MAGHREB
07/04/2015 10h:56 CET | Actualisé 08/04/2015 06h:25 CET

Tunisie: Cinq soldats tués et plusieurs autres blessés dans une embuscade à Sbeïtla

In this photo taken on June 25, 2013 a road sign shows the direction to the Algerian city of Tebessa with the mountains of Jebel Chaambi in the distance. Gunmen ambushed a Tunisian army patrol Monday July 29, 2013 in a mountainous border region known as a militant stronghold, killing at least eight soldiers, the presidential spokesman said. (AP Photo/Paul Schemm)
ASSOCIATED PRESS
In this photo taken on June 25, 2013 a road sign shows the direction to the Algerian city of Tebessa with the mountains of Jebel Chaambi in the distance. Gunmen ambushed a Tunisian army patrol Monday July 29, 2013 in a mountainous border region known as a militant stronghold, killing at least eight soldiers, the presidential spokesman said. (AP Photo/Paul Schemm)

MISE À JOUR:

Le bilan s'est alourdi: Belhassen Oueslati, porte-parole du ministère de la Défense, a indiqué mercredi matin à l'agence TAP que le bilan est de 5 morts. Précédemment, la télévision nationale avait annoncé la mort de 4 soldats.

"Quatre soldats sont morts en martyrs et six autres blessés dans une embuscade contre une patrouille militaire à Sbeïtla, selon le porte-parole du ministère de la Défense", avaient annoncé mardi les chaînes Wataniya 1 et 2 sur une bandeau s'affichant à l'écran.

Un précédent bilan faisait état de trois morts et six blessés.

Le ministère de la Défense était injoignable dans l'immédiat et aucune indication n'a été donnée sur les circonstances de l'embuscade.

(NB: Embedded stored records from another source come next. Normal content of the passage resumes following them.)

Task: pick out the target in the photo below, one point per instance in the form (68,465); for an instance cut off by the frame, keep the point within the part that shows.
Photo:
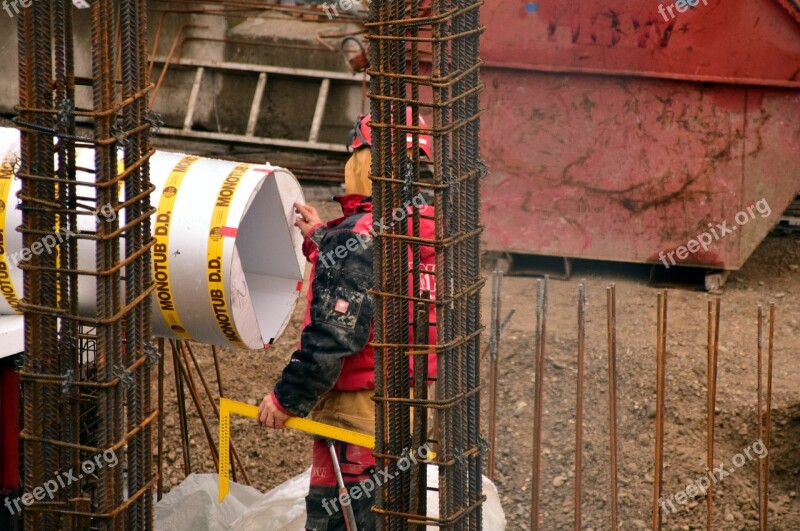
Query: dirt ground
(772,273)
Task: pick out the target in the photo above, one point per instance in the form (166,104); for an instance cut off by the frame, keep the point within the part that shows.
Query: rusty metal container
(616,132)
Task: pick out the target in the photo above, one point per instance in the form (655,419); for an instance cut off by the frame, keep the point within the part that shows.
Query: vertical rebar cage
(425,55)
(86,378)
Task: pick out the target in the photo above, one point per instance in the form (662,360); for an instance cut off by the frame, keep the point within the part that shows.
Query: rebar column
(86,378)
(424,55)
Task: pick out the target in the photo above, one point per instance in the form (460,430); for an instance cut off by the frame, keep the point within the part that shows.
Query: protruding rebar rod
(611,303)
(579,406)
(186,371)
(538,389)
(770,345)
(661,333)
(494,347)
(160,465)
(762,506)
(182,419)
(236,460)
(713,350)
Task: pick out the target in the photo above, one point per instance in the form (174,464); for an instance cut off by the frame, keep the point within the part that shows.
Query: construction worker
(331,377)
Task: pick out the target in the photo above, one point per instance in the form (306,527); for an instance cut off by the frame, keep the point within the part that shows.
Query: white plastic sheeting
(228,262)
(193,505)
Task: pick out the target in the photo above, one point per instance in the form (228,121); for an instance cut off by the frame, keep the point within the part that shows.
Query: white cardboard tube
(228,262)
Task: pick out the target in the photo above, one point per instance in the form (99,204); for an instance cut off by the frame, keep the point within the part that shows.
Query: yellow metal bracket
(227,407)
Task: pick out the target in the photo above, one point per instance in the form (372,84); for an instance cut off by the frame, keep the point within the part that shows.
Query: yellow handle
(226,407)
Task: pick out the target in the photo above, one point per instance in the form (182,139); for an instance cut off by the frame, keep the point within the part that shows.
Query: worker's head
(357,171)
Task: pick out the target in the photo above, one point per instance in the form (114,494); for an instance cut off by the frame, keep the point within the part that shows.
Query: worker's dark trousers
(323,503)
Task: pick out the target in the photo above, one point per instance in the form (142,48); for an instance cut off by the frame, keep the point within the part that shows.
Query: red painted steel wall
(602,143)
(9,428)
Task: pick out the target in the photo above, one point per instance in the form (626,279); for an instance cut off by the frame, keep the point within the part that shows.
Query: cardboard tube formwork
(227,261)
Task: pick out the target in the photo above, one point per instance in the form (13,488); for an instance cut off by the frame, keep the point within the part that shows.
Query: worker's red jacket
(334,353)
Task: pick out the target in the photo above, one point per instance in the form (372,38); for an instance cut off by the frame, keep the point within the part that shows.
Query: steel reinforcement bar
(424,56)
(86,378)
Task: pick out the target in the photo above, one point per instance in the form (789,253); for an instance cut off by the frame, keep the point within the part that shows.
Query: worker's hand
(307,218)
(270,415)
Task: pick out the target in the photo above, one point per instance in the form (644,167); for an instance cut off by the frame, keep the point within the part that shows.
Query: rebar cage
(424,55)
(86,374)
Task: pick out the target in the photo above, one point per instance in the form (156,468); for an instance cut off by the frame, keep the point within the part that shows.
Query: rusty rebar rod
(611,310)
(767,427)
(186,371)
(160,464)
(711,403)
(182,418)
(494,347)
(236,460)
(538,398)
(102,359)
(579,403)
(661,344)
(401,35)
(762,505)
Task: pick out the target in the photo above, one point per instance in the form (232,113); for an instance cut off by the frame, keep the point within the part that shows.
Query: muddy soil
(772,273)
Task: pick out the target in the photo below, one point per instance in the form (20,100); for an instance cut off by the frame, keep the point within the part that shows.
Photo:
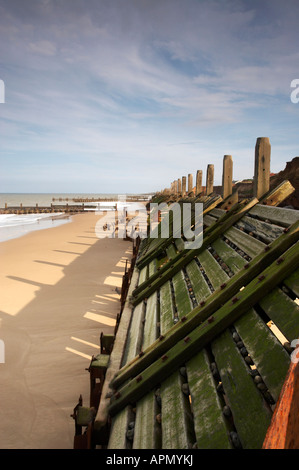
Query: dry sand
(57,293)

Selon une source militaire interrogée par l'AFP, l'attaque a eu lieu non loin de la ville de Sbeïtla et près du Mont Mghilla.

La région de Kasserine, frontalière de l'Algérie, est le théâtre de heurts armés réguliers entre des jihadistes et les forces tunisiennes.

Depuis décembre 2012, une soixantaine de policiers, gendarmes et soldats ont ainsi été tués dans des embuscades où des explosions de mines. La majorité ont péri dans cette région.

La plus sanglante en juillet 2014 a coûté la vie à 14 soldats sur le mont Châambi, un massif à la frontière avec l'Algérie considéré comme la principale base arrière du maquis jihadiste.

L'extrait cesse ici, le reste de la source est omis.